2021.03.08
2021.03.08
「ともに生きる」をテーマにした福祉コラムです。
僧侶・歌手 柱本 めぐみ
まだ冷たい風の中で揺れる枝に芽吹きを見つけて口ずさんだ「早春賦(そうしゅんふ)」。「春は名のみの風の寒さや 谷のうぐいす歌は思えど」と歌うと、春の足音が聞こえてくるような気がします。
このような日本の童謡や唱歌は、いつもほっとした時間を与えてくれますが、若い人たちは、あまりご存じではないようです。歌に込められた日本の情緒を伝えたいという思いと、これも時代の流れなのだという思いが常に交錯します。
同じようなことを頻繁に感じるのがことばです。「アベックが、ヤバいヤバいと言いながら食事をしてたんやけど」と首を傾(かし)げた知人に「ヤバい」は最近「美味(おい)しい」という意味に使われ、「アベック」は若い人たちには通じないと話しました。
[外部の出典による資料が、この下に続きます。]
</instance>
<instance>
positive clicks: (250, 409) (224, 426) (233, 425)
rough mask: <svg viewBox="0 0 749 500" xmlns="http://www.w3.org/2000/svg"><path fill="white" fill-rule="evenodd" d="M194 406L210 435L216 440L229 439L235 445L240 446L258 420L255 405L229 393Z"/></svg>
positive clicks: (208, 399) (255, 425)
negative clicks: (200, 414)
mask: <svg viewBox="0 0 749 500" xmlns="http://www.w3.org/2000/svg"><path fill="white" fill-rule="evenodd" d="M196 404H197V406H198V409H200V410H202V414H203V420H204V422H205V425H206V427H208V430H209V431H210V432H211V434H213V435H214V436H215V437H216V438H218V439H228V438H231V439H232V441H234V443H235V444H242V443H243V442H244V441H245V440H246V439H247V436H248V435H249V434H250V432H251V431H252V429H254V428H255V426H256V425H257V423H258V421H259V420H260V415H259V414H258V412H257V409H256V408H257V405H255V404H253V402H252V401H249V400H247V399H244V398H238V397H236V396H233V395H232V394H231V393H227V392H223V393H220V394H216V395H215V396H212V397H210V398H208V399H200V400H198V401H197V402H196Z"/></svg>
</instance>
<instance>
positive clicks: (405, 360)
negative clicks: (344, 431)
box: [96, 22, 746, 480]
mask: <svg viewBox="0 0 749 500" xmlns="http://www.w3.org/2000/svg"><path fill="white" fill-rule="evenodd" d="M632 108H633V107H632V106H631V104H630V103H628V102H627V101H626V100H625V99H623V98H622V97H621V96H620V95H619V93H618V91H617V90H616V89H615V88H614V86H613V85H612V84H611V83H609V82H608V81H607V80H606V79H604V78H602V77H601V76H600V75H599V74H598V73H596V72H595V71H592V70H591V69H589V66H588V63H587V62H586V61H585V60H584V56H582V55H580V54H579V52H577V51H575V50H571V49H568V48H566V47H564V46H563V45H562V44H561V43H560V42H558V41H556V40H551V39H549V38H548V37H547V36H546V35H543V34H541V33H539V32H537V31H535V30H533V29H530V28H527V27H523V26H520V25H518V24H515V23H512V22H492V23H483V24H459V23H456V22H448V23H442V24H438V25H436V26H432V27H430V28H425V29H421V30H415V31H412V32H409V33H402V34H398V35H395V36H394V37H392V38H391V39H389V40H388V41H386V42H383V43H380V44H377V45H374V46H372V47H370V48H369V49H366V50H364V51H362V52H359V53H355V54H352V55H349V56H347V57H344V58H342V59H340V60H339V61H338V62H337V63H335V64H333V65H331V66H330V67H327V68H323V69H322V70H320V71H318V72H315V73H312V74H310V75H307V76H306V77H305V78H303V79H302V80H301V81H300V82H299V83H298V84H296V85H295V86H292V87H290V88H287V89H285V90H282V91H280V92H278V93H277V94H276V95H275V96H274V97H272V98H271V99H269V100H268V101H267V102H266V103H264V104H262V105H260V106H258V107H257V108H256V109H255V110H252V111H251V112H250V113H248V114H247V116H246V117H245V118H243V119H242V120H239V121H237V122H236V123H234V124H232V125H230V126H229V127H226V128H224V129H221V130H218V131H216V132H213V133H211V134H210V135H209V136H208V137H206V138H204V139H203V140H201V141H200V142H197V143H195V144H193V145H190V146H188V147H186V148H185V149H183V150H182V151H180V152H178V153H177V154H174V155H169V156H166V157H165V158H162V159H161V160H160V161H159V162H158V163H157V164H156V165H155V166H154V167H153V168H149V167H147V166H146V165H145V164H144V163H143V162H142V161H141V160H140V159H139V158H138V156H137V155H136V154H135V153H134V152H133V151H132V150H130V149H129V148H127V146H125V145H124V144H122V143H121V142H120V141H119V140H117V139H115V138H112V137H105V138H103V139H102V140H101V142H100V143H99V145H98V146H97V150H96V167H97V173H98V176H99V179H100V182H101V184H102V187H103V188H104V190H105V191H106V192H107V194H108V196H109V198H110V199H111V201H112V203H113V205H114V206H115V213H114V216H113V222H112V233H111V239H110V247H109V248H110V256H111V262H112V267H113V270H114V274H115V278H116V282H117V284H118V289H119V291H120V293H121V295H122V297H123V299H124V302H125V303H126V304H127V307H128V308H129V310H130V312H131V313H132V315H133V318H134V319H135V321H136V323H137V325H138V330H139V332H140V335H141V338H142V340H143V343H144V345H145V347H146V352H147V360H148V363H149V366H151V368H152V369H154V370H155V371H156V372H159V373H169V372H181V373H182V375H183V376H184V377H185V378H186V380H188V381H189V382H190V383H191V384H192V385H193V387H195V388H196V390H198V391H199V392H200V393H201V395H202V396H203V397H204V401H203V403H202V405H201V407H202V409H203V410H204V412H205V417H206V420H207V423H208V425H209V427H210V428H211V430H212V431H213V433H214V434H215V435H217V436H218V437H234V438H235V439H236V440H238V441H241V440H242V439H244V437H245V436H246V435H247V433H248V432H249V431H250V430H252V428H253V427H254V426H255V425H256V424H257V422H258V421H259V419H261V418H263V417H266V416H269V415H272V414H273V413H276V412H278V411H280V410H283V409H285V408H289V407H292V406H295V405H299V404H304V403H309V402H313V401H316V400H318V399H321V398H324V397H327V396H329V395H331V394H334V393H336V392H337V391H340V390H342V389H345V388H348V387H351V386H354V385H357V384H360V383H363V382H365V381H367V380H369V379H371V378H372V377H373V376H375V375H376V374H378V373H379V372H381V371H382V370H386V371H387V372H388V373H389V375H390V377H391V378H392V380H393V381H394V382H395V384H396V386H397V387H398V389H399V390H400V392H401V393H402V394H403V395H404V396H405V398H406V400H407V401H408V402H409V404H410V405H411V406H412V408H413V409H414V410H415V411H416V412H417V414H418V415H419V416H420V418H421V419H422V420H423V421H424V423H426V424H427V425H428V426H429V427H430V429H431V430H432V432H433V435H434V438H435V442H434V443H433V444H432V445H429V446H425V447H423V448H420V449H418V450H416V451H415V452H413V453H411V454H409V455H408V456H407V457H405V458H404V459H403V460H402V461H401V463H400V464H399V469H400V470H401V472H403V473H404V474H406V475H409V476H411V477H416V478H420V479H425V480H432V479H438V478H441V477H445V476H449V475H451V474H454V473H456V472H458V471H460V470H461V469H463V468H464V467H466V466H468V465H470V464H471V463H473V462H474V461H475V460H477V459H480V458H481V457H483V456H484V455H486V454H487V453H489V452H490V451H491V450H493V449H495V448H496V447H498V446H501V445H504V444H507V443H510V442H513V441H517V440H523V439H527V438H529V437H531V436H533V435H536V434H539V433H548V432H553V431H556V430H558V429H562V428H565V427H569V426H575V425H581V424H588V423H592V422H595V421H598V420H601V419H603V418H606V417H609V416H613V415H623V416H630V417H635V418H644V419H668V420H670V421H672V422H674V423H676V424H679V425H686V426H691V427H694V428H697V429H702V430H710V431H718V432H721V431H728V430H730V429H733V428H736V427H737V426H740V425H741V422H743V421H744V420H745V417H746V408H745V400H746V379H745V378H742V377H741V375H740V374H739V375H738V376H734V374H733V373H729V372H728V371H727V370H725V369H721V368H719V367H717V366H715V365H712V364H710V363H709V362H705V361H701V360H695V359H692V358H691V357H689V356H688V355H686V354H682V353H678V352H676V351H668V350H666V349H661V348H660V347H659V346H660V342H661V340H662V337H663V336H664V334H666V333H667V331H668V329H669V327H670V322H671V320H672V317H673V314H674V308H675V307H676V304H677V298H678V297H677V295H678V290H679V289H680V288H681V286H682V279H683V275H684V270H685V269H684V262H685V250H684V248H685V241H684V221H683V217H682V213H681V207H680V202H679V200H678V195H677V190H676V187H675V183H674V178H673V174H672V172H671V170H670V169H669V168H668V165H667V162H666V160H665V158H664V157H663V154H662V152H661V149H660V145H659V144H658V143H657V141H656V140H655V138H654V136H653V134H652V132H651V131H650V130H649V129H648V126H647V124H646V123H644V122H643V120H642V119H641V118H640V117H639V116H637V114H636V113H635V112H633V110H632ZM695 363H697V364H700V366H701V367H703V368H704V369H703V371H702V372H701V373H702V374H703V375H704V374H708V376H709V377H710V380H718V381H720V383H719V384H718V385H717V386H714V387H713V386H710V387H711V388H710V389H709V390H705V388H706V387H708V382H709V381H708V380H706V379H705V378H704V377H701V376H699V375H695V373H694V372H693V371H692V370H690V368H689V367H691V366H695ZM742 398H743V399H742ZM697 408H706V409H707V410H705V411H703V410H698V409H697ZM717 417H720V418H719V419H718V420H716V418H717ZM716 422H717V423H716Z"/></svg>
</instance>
でも、私は知人に深く同意していました。小さなコラムに「経験値だけで物事は判断できない」と書いた後で、「経験値とはコンピューターゲームで強さを上げるために必要な経験を数値化したもの」という文章を見つけて、少しショックを受けたところだったからです。
そんな世代の相違を考えているとき、東日本大震災から10年となる被災地のテレビ番組で、20歳の語り部さんが映しだされました。当時10歳の記憶で何を語るのだろうと思いましたが、彼は大人が感じられなかったことを感じ、子どもだから見えたこと、その貴重な体験を語られました。その後さまざまな年代の方が将来に向けて一緒に話し合われる様子に、理想的な社会を見た気がしました。世代の違いを知って理解し合うこころ、そのしなやかさが伝わってきたからです。
仕事上でも日常生活でも若い方と接する機会が少ない私は、無意識に線を引いて違和感を感じてきたのかもしれないと思いました。
日常のほとんどのことがスマートフォンで処理できる時代にあっても、予定は手帳に書き、レジで小銭を数えることもある私ですが、しなやかなこころを保っていれば、世代の相違も楽しんでいけるような気がしています。
はしらもと・めぐみ氏
京都市生まれ。京都市立芸術大卒。歌手名、藤田めぐみ。クラシックからジャズ、シャンソン、ラテンなど、幅広いジャンルでのライブ、ディナーショーなどのコンサートを展開。また、施設などを訪問して唱歌の心を伝える活動も続けている。同時に浄土真宗本願寺派の住職として寺の法務を執り行っている。